Name: Gary Alven Glandon
Rank/Branch: O2/US Air Force
Unit: (Unknown per USAF)
Date of Birth: 17 April 1940
Home City of Record: Powell TX
Date of Loss: 26 May 1966
Country of Loss: South Vietnam
Loss Coordinates: 135342N 1991442E (CR104367)
Status (in 1973): Killed/Body Not Recovered
Category: 2
Aircraft/Vehicle/Ground: F4C

Other Personnel in Incident: Terrance H. Griffey (missing)

Source: Compiled by Homecoming II Project 01 September 1990 from one or more of
the following: raw data from U.S. Government agency sources, correspondence with
POW/MIA families, published sources, interviews.

REMARKS:

SYNOPSIS: 1Lt. Terrance H. Griffey was the pilot and 1Lt. Gary A. Glandon his
weapons systems officer on an F4C Phantom sent on a bombing mission on May 26,
1966. The aircraft was number two in a flight of three. After making the bombing
run over the target, Griffey's aircraft was observed to burst into flames and
explode.
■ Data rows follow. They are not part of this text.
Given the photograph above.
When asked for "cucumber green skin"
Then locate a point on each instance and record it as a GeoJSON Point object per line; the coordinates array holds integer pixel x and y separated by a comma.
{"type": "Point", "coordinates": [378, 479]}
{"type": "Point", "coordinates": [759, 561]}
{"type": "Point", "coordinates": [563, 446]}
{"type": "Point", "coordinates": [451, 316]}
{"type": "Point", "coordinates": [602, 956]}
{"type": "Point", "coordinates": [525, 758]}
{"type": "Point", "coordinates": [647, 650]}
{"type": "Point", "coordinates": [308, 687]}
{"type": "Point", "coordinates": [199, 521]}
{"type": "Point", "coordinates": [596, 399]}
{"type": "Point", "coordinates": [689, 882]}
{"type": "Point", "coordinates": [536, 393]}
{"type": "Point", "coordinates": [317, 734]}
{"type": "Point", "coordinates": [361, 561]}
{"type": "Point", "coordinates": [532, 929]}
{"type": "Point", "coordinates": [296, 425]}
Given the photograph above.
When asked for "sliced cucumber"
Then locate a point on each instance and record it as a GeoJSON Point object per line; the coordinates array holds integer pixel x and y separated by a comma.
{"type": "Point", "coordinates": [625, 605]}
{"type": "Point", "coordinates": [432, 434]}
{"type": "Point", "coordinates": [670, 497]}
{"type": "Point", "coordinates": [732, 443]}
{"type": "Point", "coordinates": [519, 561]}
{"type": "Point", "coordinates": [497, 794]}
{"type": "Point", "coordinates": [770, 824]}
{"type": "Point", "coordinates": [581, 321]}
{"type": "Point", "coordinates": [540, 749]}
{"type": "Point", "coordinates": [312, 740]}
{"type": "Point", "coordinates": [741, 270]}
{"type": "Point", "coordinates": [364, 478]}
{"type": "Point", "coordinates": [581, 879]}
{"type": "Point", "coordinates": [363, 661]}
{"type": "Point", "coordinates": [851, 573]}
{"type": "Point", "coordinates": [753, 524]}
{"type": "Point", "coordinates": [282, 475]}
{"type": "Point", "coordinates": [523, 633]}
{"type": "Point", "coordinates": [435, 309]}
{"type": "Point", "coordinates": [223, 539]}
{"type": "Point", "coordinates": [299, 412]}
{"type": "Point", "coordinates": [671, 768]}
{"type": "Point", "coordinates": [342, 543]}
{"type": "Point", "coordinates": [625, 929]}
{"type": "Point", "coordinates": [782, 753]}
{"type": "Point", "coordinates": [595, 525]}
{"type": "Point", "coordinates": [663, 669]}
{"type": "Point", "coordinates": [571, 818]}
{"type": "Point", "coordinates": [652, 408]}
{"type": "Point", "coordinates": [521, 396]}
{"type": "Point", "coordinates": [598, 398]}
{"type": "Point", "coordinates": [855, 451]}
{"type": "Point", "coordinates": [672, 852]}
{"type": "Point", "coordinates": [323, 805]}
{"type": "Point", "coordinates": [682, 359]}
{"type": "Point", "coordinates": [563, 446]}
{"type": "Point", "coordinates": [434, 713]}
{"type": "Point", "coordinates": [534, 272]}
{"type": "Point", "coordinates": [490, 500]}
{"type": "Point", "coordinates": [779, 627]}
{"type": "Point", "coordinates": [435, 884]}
The aircraft burned in the air, impacted the ground and disintegrated
into small pieces. The location of the crash was on the coast of South Vietnam
about 10 miles northeast of the city of Qui Nhon in Binh Dinh Province. Both men
were thought to have been killed and to have gone down with the aircraft.

These two young officers were among the nearly 3000 Americans who were missing,
prisoner, or otherwise unaccounted for at the end of the Vietnam war. Griffey,
25, who had excelled at football at the Air Force Academy was just beginning an
Air Force career. Glandon, a native Tennessean, had just turned 26. They are
among roughly 58,000 men who died in Vietnam -- men who become statistics from
the sheer enormity of the numbers.

Since American involvement in Vietnam ended in 1975, nearly 10,000 reports
relating to Americans missing, prisoner, or otherwise unaccounted for in
Indochina have been received by the U.S. Government. Many officials, having
examined this largely classified information, have reluctantly concluded that
many Americans are still alive today, held captive by our long-ago enemy.

Griffey and Glandon apparently did not survive the crash of their aircraft to be
captured, and cannot be among those thought to be still alive today. What is
certain, however, is that as long as even one American remains alive, held
against his will, we owe him our very best efforts to bring him to freedom.

Terrance H. Griffey graduated from the U.S. Air Force Academy in 1962.